UK Rules On Goods From China’s Xinjiang Seen As Soft On Business

by Kieran Guilbert

British measures to tackle forced labour in China’s Xinjiang region do not go far enough and are “a missed opportunity” to make companies clean up their operations, activists said on Tuesday.

The government said it would introduce rules for businesses aimed at keeping goods from Xinjiang out of supply chains – from guidance on sourcing and a review of export controls to fines for firms that flout a 2015 anti-slavery law.

At least 1 million Uighurs and other minorities are detained in camps in Xinjiang, according to estimates by the United Nations, and many of them are said to be put to work. Beijing denies the charges.

Governments and companies alike are under growing pressure to denounce China’s treatment of minorities in Xinjiang and take action to ensure their goods are not tainted by rights abuses.

Anti-slavery activists said the new British measures would not compel companies to take concrete action to prevent the abuse of Uighurs in their supply chains, calling for more stringent rules.

“The government should not hide behind tepid improvements to the Modern Slavery Act, and pretend this is meaningful action to end Uighur forced labour,” said Chloe Cranston, business and human rights manager at Anti-Slavery International.

“Guidance is just guidance … and the Modern Slavery Act is just a reporting requirement,” she said on Twitter.

Among the measures announced on Tuesday, Britain will fine firms with a turnover of at least 36 million pounds ($49 million) that fail to publish an annual transparency statement as required by the Modern Slavery Act.

Details of the fines have not yet been specified.

A fifth of about 18,625 companies required to comply with Britain’s anti-slavery law have not issued statements, according to Transparency in the Supply Chain (TISC) – a public database.

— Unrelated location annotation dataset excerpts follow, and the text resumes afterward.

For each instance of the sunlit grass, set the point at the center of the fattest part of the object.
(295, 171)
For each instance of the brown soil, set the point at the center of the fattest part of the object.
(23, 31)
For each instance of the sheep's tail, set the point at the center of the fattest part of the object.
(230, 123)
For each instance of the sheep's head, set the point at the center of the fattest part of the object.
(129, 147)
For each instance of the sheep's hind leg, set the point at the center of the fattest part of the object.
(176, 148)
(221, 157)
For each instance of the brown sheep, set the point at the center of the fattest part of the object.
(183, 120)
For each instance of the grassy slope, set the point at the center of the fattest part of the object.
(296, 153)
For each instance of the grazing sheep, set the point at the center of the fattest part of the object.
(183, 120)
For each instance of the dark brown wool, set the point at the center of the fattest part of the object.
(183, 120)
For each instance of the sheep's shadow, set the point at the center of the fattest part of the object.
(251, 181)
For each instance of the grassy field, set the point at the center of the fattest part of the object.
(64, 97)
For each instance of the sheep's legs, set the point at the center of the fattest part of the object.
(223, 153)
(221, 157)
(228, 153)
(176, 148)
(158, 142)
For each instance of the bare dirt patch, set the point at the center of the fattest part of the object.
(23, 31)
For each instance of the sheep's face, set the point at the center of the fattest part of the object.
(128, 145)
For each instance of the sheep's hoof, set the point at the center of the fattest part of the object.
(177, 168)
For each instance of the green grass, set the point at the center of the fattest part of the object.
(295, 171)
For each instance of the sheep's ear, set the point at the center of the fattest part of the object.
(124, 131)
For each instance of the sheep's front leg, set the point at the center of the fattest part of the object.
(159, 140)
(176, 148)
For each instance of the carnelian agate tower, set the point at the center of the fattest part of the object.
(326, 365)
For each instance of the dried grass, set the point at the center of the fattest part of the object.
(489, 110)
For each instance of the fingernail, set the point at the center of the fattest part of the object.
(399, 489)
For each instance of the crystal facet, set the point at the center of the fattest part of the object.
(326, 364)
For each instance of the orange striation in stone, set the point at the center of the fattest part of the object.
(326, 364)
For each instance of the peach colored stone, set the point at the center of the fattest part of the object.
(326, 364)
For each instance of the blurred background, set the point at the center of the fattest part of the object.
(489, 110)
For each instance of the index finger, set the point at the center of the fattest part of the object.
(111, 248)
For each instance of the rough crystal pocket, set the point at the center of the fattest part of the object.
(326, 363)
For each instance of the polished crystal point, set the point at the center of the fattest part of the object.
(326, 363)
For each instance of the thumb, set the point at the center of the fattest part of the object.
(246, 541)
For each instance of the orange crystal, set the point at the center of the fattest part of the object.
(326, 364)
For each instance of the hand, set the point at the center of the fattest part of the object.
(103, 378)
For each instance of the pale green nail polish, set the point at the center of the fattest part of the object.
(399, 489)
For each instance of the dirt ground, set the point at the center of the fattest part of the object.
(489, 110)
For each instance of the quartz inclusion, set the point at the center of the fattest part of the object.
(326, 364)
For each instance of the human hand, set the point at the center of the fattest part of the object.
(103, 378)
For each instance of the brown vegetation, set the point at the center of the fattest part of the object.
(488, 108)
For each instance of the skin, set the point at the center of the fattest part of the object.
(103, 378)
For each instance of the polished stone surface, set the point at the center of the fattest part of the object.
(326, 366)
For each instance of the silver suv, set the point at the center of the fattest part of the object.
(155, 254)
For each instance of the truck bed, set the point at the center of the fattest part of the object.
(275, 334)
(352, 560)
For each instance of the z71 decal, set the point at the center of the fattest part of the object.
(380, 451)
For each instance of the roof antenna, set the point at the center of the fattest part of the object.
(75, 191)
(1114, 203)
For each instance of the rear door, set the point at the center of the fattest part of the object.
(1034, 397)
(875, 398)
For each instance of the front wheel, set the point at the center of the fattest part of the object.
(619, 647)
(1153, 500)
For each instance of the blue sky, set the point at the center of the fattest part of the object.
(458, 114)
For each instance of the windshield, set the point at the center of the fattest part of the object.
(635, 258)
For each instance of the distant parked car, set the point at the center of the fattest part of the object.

Britain’s anti-slavery tsar Sara Thornton welcomed the new measures but said the threat of fines was not enough and urged the government to force non-compliant firms to file a statement.

Yet the reporting requirement has been criticised as inadequate by many activists who are calling for laws compelling companies to take preventative action to tackle modern slavery and hold them liable for any abuses across their supply chains.

“The government has missed an opportunity to guide a meaningful shift away from exploitation and forced labour wherever it occurs,” said Joanna Ewart-James, executive director of the anti-slavery organisation Freedom United.

“Reporting requirements are not enough to hold companies accountable – we need business and government to be held liable for rights abuses in their supply chains and victims should be able to seek redress,” she told the Thomson Reuters Foundation.

British retailer Marks & Spencer last week became one of the first major brands to back a civil society initiative to stop forced labour in cotton and garment sourcing from Xinjiang.